An Act to Prohibit Wagering On Simulcast Greyhound Races (Colorado)
Protects greyhounds from racing by ending off-track betting on greyhound races that are conducted at, and simulcast from, a track outside of Colorado.
Although Colorado law prohibits greyhound racing in-state, it is currently still legal to wager on out-of-state greyhound races that are simulcast for viewing in off-track betting venues in Colorado. Pending legislation, An Act to Prohibit Wagering On Simulcast Greyhound Races (H.B. 1041), would prohibit wagering on any greyhound race that is conducted at, and simulcast from, a track that is outside of Colorado.
Greyhound dogs used for racing are subjected to cruel conditions. Greyhounds are typically kept in cramped cages without adequate space to move around between races. They are often drugged with anabolic steroids, cocaine, lidocaine, and other performance-enhancing drugs. These dogs are trained using “live baiting,” a method in which they are taught to chase and kill small animals, such as rabbits. Additionally, during these races, dogs may suffer from head trauma and other debilitating injuries, such as broken legs or a broken spine.
Greyhound racing is an outdated form of “entertainment.” Today, only eight states still allow greyhound racing: Alabama, Arkansas, Connecticut, Iowa, Kansas, Texas, West Virginia, and Wisconsin. As of 2023, only one of these states, West Virginia, still actually hosts greyhound racing events. More than half of the United States has prohibited greyhound simulcasting.

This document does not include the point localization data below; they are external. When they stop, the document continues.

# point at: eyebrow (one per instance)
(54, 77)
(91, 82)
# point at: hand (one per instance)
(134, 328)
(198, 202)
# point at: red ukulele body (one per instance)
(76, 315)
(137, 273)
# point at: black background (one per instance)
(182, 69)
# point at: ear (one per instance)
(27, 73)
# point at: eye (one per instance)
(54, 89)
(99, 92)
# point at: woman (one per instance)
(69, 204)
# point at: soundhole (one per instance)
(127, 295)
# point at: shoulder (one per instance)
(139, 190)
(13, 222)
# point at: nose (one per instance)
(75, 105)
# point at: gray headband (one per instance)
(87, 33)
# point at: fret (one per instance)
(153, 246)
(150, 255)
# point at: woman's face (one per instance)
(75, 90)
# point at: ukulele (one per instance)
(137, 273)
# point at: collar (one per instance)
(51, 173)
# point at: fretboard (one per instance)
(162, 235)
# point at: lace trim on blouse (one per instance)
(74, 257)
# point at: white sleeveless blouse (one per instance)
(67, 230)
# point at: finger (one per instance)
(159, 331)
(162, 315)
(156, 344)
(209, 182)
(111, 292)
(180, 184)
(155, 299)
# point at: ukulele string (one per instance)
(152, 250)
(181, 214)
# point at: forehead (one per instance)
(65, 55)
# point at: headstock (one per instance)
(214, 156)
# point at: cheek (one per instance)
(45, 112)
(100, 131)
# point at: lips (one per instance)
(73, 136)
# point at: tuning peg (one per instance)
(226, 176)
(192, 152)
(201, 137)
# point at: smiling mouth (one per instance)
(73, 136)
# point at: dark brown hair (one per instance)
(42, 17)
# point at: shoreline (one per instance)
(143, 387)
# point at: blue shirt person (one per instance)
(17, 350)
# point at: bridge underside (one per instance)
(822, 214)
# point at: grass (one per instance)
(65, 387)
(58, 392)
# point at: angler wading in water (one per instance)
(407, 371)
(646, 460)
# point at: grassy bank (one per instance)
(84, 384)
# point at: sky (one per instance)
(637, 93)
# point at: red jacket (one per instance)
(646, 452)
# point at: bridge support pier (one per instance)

By passing H.B. 1041, Colorado lawmakers can end greyhound simulcasting and reaffirm their decision to protect dogs from exploitation in the racing industry. The bill is currently under consideration in the state legislature. The Animal Legal Defense Fund applauds the prime sponsors of this legislation, Rep. Monica Duran (D-23), Rep. Mike Lynch (R-65), Sen. Joann Ginal (D-14), and Sen. Cleave Simpson (R-6).